De manière générale, le débat sur l’efficacité des politiques de relance n’est pas clos. Si l’on
regarde l’exemple du FMI, cela se voit. Le FMI finance des programmes de développement pour
certains pays. Cependant, il n’est pas obligé de le faire : souvent, il va accepter les prêts seulement
si ces pays adoptent les politiques économiques que le FMI préconise (celles des pays
développés). Dans les années 70-80, avec le Consensus de Washington, le FMI et la Banque
Mondiale préconisent, voire forcent l’adoption de politiques économiques libérales. On va imposer
aux pays au développement une libéralisation du capital, une stabilisation (assainissement
budgétaire) et une privatisation.

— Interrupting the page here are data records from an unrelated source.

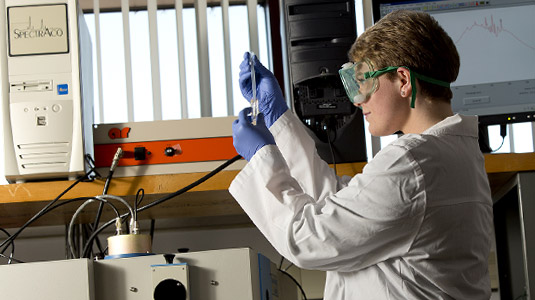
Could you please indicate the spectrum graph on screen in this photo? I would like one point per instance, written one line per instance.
(493, 44)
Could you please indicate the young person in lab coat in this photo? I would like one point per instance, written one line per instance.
(417, 222)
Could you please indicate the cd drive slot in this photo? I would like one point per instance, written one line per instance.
(43, 155)
(31, 86)
(44, 165)
(43, 145)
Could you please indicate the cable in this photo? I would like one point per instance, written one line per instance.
(331, 148)
(163, 199)
(43, 211)
(295, 281)
(78, 211)
(12, 246)
(114, 163)
(503, 134)
(10, 258)
(291, 277)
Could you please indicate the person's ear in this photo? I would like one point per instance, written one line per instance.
(405, 87)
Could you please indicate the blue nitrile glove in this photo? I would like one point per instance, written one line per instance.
(270, 100)
(249, 138)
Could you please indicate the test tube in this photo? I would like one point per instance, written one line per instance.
(254, 100)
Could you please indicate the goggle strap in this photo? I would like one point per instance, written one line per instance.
(373, 74)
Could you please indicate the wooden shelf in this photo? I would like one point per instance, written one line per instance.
(208, 204)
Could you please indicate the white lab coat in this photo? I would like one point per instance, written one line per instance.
(415, 224)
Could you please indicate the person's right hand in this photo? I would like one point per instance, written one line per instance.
(268, 92)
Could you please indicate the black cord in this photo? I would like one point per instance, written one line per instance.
(331, 148)
(12, 246)
(10, 258)
(163, 199)
(43, 211)
(503, 134)
(295, 281)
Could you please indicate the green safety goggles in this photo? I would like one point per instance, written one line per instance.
(360, 80)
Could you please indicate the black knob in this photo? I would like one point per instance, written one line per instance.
(169, 258)
(170, 151)
(170, 289)
(139, 153)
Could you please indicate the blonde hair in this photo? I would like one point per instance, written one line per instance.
(414, 40)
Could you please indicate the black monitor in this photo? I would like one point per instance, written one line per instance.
(496, 43)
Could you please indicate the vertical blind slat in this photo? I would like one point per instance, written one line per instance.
(181, 58)
(125, 11)
(226, 45)
(253, 25)
(96, 10)
(203, 58)
(154, 60)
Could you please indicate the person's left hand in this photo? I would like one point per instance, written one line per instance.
(249, 138)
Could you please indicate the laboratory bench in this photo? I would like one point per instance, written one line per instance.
(511, 177)
(208, 204)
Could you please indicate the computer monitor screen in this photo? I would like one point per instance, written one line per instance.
(496, 43)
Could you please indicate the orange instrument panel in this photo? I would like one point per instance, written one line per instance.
(164, 152)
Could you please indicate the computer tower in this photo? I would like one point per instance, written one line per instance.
(318, 35)
(47, 89)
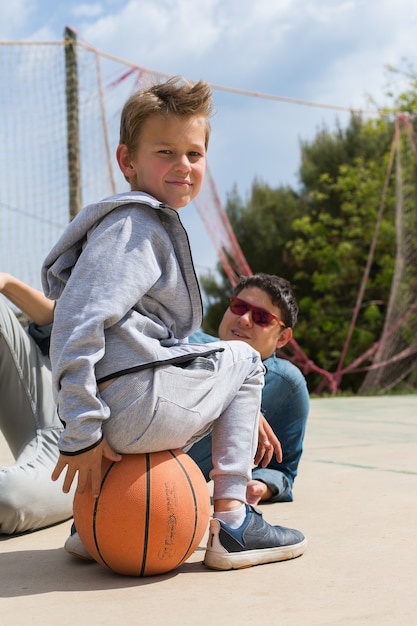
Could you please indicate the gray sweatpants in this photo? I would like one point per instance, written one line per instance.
(172, 407)
(28, 421)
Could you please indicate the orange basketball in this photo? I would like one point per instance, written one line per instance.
(151, 514)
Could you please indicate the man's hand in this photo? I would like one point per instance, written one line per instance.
(267, 444)
(88, 466)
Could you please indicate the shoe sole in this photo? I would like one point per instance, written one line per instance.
(222, 560)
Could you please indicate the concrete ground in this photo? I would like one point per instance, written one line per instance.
(355, 499)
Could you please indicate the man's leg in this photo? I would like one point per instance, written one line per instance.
(29, 500)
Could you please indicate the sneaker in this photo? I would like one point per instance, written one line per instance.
(254, 543)
(75, 547)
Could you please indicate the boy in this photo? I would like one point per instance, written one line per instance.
(125, 378)
(285, 399)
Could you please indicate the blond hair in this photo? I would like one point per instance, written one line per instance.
(176, 96)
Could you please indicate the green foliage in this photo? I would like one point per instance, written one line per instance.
(319, 238)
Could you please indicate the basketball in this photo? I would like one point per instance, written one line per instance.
(150, 516)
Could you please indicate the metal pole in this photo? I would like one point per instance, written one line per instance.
(73, 144)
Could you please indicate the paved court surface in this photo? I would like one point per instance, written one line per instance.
(355, 499)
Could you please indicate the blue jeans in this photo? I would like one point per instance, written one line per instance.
(285, 404)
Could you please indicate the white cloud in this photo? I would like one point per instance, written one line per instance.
(88, 10)
(324, 51)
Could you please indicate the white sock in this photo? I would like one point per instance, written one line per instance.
(234, 519)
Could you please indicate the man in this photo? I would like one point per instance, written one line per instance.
(262, 312)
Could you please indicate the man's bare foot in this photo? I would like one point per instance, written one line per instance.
(257, 491)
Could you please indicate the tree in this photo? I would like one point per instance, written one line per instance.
(319, 238)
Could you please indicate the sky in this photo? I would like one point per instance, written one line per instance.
(320, 52)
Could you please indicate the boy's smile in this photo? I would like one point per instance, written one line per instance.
(169, 162)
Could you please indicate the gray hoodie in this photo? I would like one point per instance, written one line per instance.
(127, 298)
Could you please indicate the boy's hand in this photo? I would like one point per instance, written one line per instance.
(268, 443)
(88, 466)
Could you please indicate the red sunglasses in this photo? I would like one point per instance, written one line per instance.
(259, 316)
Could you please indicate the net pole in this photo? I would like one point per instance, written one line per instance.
(73, 144)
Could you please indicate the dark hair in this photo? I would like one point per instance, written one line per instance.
(278, 289)
(176, 96)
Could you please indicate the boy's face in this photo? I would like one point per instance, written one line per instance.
(170, 160)
(265, 339)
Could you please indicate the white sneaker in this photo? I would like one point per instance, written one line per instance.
(75, 547)
(254, 543)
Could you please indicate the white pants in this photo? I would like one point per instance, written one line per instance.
(29, 500)
(172, 407)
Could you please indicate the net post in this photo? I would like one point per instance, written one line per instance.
(73, 146)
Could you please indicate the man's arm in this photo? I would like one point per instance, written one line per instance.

On s’oppose donc alors aux politiques de relance keynésiennes.
Cependant, pour les pays en développement qui ont adopté ces politiques, les effets constatés sont
néfastes : hausse de la mortalité infantile, baisse de l’éducation dans le primaire… Le FMI a donc
reconnu le problème et a arrêté d’imposer ces politiques au début des années 2000. En 2002,
Stiglitz, économiste en chef de la Banque Mondiale démissionne après leur échec et publie « La
Grande Désillusion » qui va contribuer au basculement vers des politiques plus keynésiennes.

Les débats vont se cristalliser autour du multiplicateur : pendant longtemps, le FMI a considéré
que le multiplicateur ne marchait pas (ils estimaient sa valeur dans leur modèle à 0,5 = les effets
d’une politique de relance sont plus faibles que l’investissement de départ). Il a cependant du
reconnaitre qu’il s’était trompé et qu’il avait sous-estimé la valeur du multiplicateur en révisant sa
valeur à la hausse (de 0,9 à 1,7) => les politiques de relance ont des effets plus importants que ce
que le FMI pensait et les politiques d’assainissement budgétaire ont des effets plus importants
également (=multiplicateur à la baisse). Ils ont donc admis que les politiques d’austérité avaient des
effets plus négatifs que ce qu’ils pensaient.